На полу, на боку – мужчина с кожей, исполосованной чёрными узорами, словно под ней проросли ядовитые корни. Лицо застыло в беззвучном крике.
– Поглощённые, – сказал Анак ровно. Носком перевернул руку женщины у порога. Пустые глазницы обведены копотью.
– Искали сосуд. Не нашли – устроили пир из страха и смерти.
Лайт стоял за его плечом. Во рту пересохло, пальцы сами сильнее сжали рукоять меча. Он начал улавливать ритм – кровавый след к калитке, выбитая ступень, вдавленный каблук в глине. Кто-то бежал, споткнулся, поднялся, снова побежал.
Урок был прост: место нужно читать, как противника.
Лайт наблюдал, как глаза Анака, холодные и непроницаемые, скользят по двору, будто по карте.
Он двигался мягко, почти бесшумно, но в каждом движении чувствовалась сила и знание. Старик не просто смотрел – он чувствовал. Казалось, он слышит остаточный шёпот тех, кто умирал здесь, ощущает дрожь Тьмы, всё ещё висящую в воздухе.
Лайт понял: наставник читал это место, как живое существо. Каждая трещина на стене, каждый след, каждое пятно крови – слова на языке смерти.
Рядом Алекс стоял, словно приросший к земле. Глаза бегали от одного тела к другому, дыхание становилось рваным. Он пытался не смотреть, но взгляд снова и снова возвращался – к колыбели, к выжженным следам, к неподвижным лицам.
Страх был живой, цепкий, липкий, будто мог коснуться его самого.
Анак, не произнося ни слова, всё ещё осматривал двор.

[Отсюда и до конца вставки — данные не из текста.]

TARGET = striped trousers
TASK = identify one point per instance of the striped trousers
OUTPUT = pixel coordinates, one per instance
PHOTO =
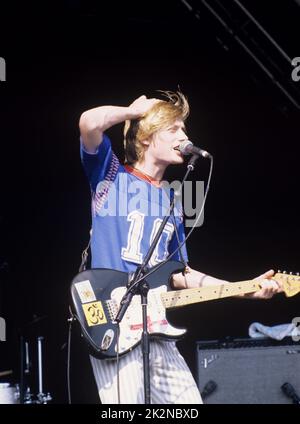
(171, 381)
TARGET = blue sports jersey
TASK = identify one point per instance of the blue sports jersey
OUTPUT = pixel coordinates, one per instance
(126, 214)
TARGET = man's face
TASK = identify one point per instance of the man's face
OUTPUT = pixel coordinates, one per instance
(165, 142)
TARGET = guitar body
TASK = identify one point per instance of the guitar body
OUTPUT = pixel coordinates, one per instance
(96, 295)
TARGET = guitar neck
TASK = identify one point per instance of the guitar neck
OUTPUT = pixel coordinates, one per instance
(176, 298)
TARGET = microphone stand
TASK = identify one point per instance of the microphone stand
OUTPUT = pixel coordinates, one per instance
(138, 285)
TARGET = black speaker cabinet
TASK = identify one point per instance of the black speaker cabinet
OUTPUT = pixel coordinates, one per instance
(249, 371)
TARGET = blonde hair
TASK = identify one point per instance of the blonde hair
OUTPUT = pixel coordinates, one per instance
(161, 115)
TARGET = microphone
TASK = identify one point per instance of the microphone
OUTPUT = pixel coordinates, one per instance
(187, 148)
(209, 387)
(290, 392)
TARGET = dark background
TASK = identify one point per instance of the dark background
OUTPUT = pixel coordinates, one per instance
(70, 56)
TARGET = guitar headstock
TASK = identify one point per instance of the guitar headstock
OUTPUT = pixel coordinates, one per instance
(290, 282)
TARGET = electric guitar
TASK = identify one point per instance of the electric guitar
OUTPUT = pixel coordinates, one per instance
(97, 293)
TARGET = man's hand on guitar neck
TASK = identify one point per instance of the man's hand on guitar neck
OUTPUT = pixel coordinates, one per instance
(193, 279)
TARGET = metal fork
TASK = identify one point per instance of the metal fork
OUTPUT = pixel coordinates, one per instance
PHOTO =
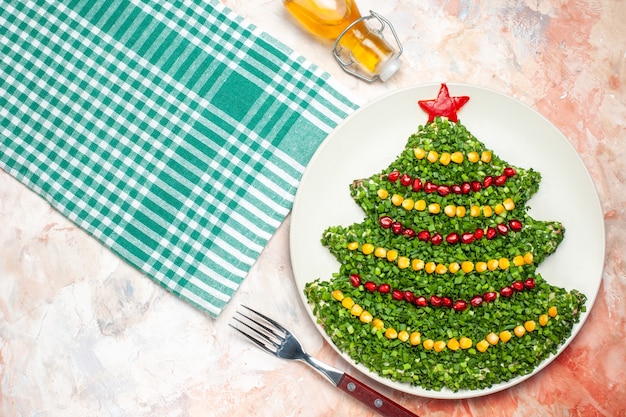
(276, 340)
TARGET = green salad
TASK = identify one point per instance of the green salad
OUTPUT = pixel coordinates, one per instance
(438, 285)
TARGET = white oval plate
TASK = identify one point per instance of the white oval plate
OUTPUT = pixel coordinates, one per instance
(373, 137)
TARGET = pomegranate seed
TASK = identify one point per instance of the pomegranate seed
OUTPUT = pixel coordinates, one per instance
(467, 238)
(476, 301)
(421, 301)
(460, 305)
(509, 172)
(397, 295)
(443, 190)
(515, 225)
(430, 187)
(417, 184)
(355, 280)
(500, 180)
(384, 288)
(406, 180)
(437, 239)
(506, 291)
(490, 296)
(385, 222)
(452, 238)
(393, 176)
(435, 301)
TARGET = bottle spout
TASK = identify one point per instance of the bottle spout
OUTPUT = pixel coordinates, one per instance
(363, 51)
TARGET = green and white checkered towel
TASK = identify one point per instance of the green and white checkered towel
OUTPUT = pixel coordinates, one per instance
(171, 130)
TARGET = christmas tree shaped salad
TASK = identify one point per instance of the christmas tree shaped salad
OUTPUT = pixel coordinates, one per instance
(438, 285)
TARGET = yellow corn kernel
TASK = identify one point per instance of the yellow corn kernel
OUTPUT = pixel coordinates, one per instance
(518, 260)
(505, 336)
(493, 338)
(419, 153)
(439, 345)
(504, 263)
(445, 158)
(403, 262)
(417, 264)
(337, 295)
(530, 325)
(519, 331)
(492, 264)
(432, 156)
(378, 324)
(450, 210)
(396, 199)
(482, 345)
(441, 269)
(366, 317)
(453, 344)
(380, 252)
(552, 312)
(434, 208)
(356, 310)
(528, 258)
(391, 333)
(467, 266)
(465, 342)
(403, 335)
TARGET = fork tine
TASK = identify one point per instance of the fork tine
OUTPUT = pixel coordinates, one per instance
(269, 320)
(253, 339)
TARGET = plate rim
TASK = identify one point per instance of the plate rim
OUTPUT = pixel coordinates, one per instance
(405, 387)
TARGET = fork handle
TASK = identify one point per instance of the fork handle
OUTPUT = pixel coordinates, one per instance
(372, 398)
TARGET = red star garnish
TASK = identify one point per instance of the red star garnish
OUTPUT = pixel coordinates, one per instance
(443, 105)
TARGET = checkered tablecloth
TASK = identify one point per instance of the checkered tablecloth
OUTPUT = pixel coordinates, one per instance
(172, 131)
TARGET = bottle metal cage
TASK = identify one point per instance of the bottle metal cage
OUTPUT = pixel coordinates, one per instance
(345, 65)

Его присутствие держало их от паники, как невидимая стена.
Лайт начал замечать то, что раньше бы не увидел: обрывки крови на земле, следы борьбы, мелкие сколы на дверях, будто кто-то царапал дерево ногтями. Дом не просто вымер – его выжгли. Это была не вспышка ярости, а холодный, методичный вырез. Убийство ради отбора.

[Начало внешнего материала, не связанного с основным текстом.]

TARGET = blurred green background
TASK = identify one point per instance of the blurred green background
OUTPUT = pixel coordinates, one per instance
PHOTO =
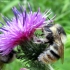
(59, 7)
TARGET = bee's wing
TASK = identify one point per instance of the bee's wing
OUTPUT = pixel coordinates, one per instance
(61, 52)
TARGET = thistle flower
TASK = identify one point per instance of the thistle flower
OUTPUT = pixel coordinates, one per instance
(20, 28)
(24, 69)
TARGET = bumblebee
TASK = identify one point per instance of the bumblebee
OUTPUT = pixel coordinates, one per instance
(55, 37)
(7, 59)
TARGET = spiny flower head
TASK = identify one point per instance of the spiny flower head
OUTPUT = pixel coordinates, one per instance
(20, 28)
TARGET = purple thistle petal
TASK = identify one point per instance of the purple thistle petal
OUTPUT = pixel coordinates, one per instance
(20, 29)
(1, 23)
(29, 7)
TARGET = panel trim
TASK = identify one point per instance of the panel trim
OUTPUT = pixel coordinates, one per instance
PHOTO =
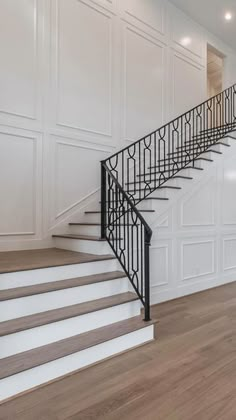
(79, 146)
(141, 34)
(233, 267)
(36, 66)
(207, 273)
(166, 247)
(35, 175)
(108, 15)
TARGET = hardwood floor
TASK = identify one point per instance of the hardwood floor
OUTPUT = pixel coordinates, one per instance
(188, 373)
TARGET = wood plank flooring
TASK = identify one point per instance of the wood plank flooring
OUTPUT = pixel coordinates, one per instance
(44, 258)
(188, 373)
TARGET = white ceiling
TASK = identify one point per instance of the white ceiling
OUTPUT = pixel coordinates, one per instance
(210, 14)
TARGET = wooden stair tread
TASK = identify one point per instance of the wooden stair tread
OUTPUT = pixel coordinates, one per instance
(13, 261)
(44, 354)
(83, 237)
(84, 224)
(55, 315)
(59, 285)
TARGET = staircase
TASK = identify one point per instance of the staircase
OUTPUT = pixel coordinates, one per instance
(68, 307)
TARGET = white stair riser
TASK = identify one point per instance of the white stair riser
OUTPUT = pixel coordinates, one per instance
(40, 336)
(44, 275)
(80, 245)
(34, 377)
(92, 217)
(84, 230)
(24, 306)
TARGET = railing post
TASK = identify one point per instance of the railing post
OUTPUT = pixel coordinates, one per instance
(103, 201)
(147, 243)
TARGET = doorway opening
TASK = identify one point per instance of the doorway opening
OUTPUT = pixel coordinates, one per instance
(215, 71)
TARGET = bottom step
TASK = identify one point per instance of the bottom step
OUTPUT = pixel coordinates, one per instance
(30, 369)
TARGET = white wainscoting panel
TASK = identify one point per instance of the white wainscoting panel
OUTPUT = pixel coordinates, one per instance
(160, 262)
(197, 259)
(187, 36)
(84, 66)
(148, 15)
(188, 84)
(19, 187)
(77, 173)
(229, 193)
(19, 58)
(199, 208)
(144, 84)
(229, 253)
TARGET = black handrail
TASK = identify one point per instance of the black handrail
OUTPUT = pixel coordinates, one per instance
(136, 171)
(115, 209)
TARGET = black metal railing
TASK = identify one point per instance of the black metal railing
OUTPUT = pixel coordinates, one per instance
(135, 172)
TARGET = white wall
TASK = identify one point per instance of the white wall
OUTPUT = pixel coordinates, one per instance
(78, 79)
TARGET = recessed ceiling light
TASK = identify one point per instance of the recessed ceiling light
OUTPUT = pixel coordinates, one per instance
(186, 41)
(228, 16)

Анак остановился у ворот и произнёс, негромко, но так, что слова будто впились в воздух:
– Каждая тварь оставляет след. Каждая смерть несёт знак. Чтобы выжить – нужно понимать их язык.
Лайт стоял, сжав кулаки. В груди жгло. Он понял, что страх можно не только чувствовать, но и читать. И если научиться этому – можно обернуть его в оружие.
Он сделал шаг, но в следующее мгновение его вывернуло. Сладкий, тягучий запах тлена ударил в горло. Лайт согнулся, упершись руками в колени, судорожно втянул воздух. И понял: этот запах он уже чувствовал. Тогда, в ночь пожара.
Тот же привкус в воздухе. Та же тяжесть.
– Из-за меня, – пронеслось в голове. – Они ищут меня. Из-за меня гибнут такие, как они…
Голос Анака выдернул его из этого потока:
– Осматриваем дома. Живых – ко мне. Всё странное – не трогать.